By June 1925, state lawmakers had voted to permit the sale, rather than lease, of the project houses. Soon thereafter, the Garden Homes project board of directors disbanded the cooperative, allowing the tenants to purchase their units. A problem-filled ten years were spent selling homes, paying off loans, and arguing over tax assessments on profits of selling the houses. By the late 1930s, only 40 percent of the original occupants still lived in Garden Homes. Though the process was fractious, the cooperative remained solvent and all bills were paid. By the 1920s, the streets, originally named after English garden cities, had been given names such as Congress, 25th, and 26th streets to conform Milwaukee's city street names.

==Historic district==
The district includes all of the 93 original buildings, comprising 105 housing units; and the original Garden Homes park, a green space between the north and southbound lanes of north Twenty-sixth street at Port Sunlight Way and West Atkinson Avenue.
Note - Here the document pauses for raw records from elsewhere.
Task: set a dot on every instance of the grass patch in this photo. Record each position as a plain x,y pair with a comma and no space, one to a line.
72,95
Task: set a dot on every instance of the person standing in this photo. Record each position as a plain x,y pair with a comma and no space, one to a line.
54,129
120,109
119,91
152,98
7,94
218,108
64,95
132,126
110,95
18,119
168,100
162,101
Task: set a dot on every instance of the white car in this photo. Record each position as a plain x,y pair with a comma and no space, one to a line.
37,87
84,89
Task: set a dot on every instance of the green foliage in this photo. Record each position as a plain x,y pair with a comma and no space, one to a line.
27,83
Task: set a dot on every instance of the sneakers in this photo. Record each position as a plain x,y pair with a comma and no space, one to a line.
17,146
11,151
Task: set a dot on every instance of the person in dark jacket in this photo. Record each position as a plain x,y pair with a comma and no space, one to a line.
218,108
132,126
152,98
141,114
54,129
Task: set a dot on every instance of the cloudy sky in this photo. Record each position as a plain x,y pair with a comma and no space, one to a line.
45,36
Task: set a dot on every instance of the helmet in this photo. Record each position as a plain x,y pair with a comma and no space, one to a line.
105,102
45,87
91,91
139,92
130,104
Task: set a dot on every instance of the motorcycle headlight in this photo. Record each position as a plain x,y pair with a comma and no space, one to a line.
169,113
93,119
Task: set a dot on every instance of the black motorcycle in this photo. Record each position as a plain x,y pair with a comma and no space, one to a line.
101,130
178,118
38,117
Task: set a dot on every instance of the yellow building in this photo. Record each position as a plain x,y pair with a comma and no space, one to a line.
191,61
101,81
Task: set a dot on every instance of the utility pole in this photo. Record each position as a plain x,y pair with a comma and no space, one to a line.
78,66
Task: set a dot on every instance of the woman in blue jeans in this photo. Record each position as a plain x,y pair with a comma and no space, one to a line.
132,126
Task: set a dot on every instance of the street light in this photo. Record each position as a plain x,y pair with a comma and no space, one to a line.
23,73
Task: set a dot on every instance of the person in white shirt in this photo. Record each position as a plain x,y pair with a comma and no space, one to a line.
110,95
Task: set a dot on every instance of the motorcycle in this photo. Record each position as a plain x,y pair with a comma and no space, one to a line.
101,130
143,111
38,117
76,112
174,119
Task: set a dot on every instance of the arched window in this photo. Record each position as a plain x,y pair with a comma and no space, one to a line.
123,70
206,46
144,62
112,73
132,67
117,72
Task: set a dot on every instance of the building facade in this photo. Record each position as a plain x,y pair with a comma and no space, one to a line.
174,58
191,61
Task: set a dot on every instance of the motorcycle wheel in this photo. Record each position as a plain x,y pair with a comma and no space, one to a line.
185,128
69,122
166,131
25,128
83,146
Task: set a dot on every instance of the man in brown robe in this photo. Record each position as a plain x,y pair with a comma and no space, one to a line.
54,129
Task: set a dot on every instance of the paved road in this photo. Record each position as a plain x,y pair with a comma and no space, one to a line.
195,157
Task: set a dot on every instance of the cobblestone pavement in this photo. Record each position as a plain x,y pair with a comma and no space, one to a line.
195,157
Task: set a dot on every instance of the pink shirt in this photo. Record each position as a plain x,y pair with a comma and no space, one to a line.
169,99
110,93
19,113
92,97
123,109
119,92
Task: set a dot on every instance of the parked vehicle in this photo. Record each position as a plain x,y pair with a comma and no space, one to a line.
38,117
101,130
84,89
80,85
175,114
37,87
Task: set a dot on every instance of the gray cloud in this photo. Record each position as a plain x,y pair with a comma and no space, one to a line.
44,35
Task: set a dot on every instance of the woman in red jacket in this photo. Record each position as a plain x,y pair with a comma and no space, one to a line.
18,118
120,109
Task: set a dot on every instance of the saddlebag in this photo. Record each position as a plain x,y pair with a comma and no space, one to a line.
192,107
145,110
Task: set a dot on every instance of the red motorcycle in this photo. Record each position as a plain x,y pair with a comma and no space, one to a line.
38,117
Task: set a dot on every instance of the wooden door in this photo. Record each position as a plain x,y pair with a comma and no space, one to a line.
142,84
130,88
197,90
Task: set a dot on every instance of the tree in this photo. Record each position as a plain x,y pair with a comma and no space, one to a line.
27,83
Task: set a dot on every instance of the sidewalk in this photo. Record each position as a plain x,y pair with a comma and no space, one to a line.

Presently the Garden Homes Neighborhood Association is working to restore the neighborhood to its original beauty. The buildings have a similar look, to save on construction cost. They are based on one of nine exterior designs which were varied by reversing the floor plans and switching from front to side gables. The houses are two-story, rectangular, front or side-gabled cottages in a simplified Colonial Revival style.